The winners of the ITDP and Secovi-SP Competition, “Our Cities Ourselves: Proposals for São Paulo 2030”, were announced by the Secretary of Urban Development Miguel Bucalém during an awards ceremony at Secovi-SP headquarters on the 20th of September. The top three entries were awarded US$5,500, US$4,300 and US$2,700, respectively, and two honorable mentions and a special highlight were also awarded.
The competition was inspired by ITDP’s “Our Cities Ourselves” urban visions, which include a vision of the Brazilian city of Rio de Janeiro in 2030 amongst the 10 cities featured. Following the success of the exhibition in Rio, ITDP and Secovi-SP held a similar urban visioning exercise and competition in São Paulo.

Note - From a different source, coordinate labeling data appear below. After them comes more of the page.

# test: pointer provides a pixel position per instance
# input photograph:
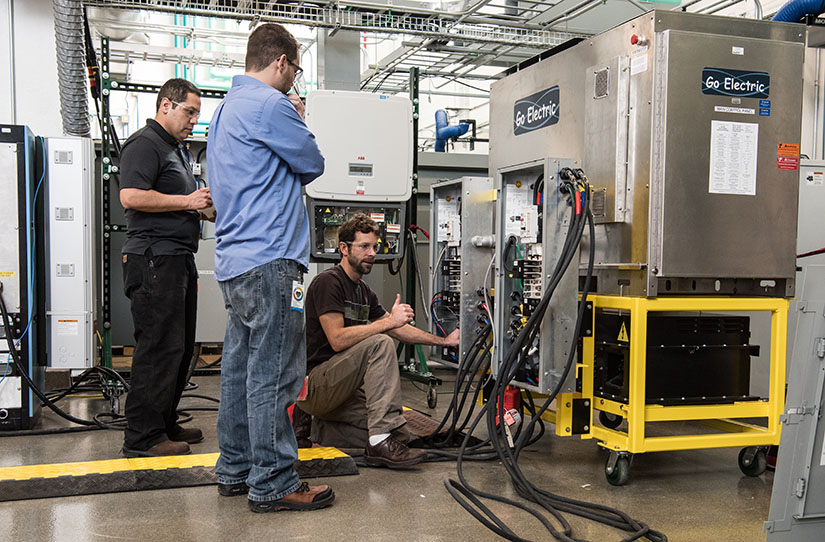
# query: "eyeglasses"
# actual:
(298, 70)
(190, 112)
(365, 247)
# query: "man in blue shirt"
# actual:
(260, 154)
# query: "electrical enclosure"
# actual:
(70, 309)
(688, 127)
(326, 218)
(533, 219)
(366, 140)
(19, 181)
(462, 213)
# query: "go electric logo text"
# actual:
(536, 111)
(741, 84)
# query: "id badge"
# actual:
(297, 296)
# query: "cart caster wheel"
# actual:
(619, 474)
(611, 421)
(752, 461)
(432, 397)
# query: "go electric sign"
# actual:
(741, 84)
(536, 111)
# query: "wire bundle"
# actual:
(554, 505)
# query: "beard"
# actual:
(363, 266)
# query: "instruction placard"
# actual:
(68, 328)
(733, 152)
(447, 216)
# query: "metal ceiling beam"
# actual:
(435, 26)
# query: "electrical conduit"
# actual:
(443, 131)
(796, 10)
(71, 66)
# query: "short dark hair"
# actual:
(266, 45)
(358, 223)
(176, 90)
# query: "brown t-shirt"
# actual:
(334, 291)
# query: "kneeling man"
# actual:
(353, 381)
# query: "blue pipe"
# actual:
(443, 131)
(795, 10)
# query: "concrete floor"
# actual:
(690, 496)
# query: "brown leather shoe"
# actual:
(393, 454)
(306, 497)
(192, 435)
(167, 447)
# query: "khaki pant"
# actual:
(355, 393)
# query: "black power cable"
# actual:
(96, 424)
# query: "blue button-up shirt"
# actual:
(259, 153)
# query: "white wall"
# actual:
(28, 77)
(6, 65)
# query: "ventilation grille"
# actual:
(597, 205)
(64, 213)
(63, 157)
(65, 270)
(601, 84)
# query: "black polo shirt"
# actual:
(151, 159)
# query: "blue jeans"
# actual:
(262, 371)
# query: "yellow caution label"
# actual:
(623, 335)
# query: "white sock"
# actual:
(375, 439)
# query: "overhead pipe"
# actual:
(71, 66)
(443, 131)
(795, 11)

The visions were based on ITDP’s “Principles of Transport in Urban Life.”
At the award ceremony, the Secretary congratulated ITDP and Secovi-SP for generating an exciting conversation about urbanism and mobility in São Paulo. He commended the choice of site for the competition, Praça da Bandeira, a former plaza in the center of São Paulo now converted into a bus terminal. This important transportation hub in the historical center of São Paulo is immediately adjacent to the Town Hall, multilevel, and near, but not connected to, a major metro station. The site was chosen under the guidance of Secretary Bucalém, who noted in his presentation that the area exemplifies many of the major accessibility and connectivity issues faced all over São Paulo.
The judging committee, chaired by Secretary Bucalém, commended the winning proposal for its attention to accessibility and an emphasis on pedestrian space and bike paths. They noted that the vision also recognized the historical importance of the site, and proposed in-fill, mixed-use buildings in vacant spaces.
The second place winner was notable to the judges because of its functional approach, which showed a strong understanding of the importance of the Praça da Bandeira to the city of São Paulo. The architects increased connectivity between modes, prioritized pedestrians and created spaces for commercial, service, leisure and cultural activities.
The “futuristic” third place winner gained the judges’ attention with its enhancement and prioritization of pedestrian spaces, diversification of uses, increased residential density, and use of ecological architecture. It was also noted for its strong analysis of of ITDP’s “Principles of Transport in Urban Life”.
The 9 judges included architects, engineers and urban planners from Secovi, ITDP, the City of São Paulo, prominent São Paulo Universities, and the Brazilian Institute of Architecture.
The winning entries are currently displayed at Secovi-SP’s headquarters in São Paulo, alongside an exhibition of ITDP’s “Principles of Transport in Urban Life”, which the competition was based on. Next the exhibition will be displayed at the São Paulo town hall, at the invitation of the President of the Town Hall, City Councilor José Police Neto, who was a judge for the competition.